DN Staff

March 22, 1999

14 Min Read
NT workstations vie for graphic edge

More than 80% of Design News readers use Windows NT-based workstations, and one of the most critical workstation performance criteria is graphics. Vendors are beginning to break from just plugging a graphics card into a 133-MHz PCI slot, creating new ways to shatter graphics bottlenecks. Design News invited Compaq, IBM, Intergraph, and Silicon Graphics to describe how their hottest single-processor NT workstations handle graphics and what the future might hold in store. For a more quantitative approach, visit www.specbench.org for the latest benchmark results.


Compaq Professional Workstation XP1000

By Russ Doty, Technical Marketing Manager, Compaq Computer Corp.
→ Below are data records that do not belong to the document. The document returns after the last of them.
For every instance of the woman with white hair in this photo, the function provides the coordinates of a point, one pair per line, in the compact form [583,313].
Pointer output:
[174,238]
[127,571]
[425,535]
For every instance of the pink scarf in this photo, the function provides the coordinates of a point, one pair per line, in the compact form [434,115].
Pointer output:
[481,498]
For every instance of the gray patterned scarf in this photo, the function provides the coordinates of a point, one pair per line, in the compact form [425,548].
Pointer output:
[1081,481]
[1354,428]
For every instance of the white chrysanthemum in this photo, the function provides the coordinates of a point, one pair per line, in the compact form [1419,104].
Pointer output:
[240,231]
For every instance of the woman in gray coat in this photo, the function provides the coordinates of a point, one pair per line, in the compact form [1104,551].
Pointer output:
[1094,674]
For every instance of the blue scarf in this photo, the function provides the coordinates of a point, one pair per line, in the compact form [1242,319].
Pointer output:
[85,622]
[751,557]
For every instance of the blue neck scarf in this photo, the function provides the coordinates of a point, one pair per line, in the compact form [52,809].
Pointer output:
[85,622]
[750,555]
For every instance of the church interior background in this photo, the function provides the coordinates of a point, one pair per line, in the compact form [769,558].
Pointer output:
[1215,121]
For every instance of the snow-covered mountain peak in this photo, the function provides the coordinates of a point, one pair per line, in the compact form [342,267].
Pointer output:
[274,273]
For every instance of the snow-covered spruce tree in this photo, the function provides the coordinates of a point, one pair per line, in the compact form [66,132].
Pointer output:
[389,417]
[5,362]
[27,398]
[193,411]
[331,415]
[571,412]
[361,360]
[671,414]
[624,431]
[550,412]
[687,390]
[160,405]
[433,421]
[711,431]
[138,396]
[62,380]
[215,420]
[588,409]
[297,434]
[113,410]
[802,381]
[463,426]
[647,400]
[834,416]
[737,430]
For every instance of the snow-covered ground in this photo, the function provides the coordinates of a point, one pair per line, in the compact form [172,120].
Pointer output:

Q: How does the Professional Workstation XP1000 handle graphics?

A: The key to XP1000 graphics is the performance of the Alpha 21264 processor. Executing two billion instructions per second, the Alpha 21264 is one of the fastest processors available for Windows NT. It delivers 1.5x the integer performance of other processors and more than 3.5x the floating-point performance. The Alpha 21264 moves the massive amounts of data encountered in technical applications with an internal bandwidth of 8 Gbytes/sec and a memory bandwidth of 2.6 Gbytes/sec. Other systems have 800 Mbyte/sec of memory bandwidth. The XP1000 further extends performance with a 333-MHz system bus and an advanced crossbar architecture to fully exploit both memory bandwidth and dual independent PCI buses.

Q: What are the advantages of this architecture?

A: The architecture of the 21264 is ideally suited to executing complex graphics algorithms. The combination of floating-point performance and high bandwidth means that the processor can handle the entire geometry pipeline at high speed. The close connection resulting from having both the application and the geometry processing done on the same processor minimizes latency--a key component of performance. These factors, combined with the high-performance 64-bit PCI bus, allow the XP1000 to deliver more graphics primitives to the graphics card.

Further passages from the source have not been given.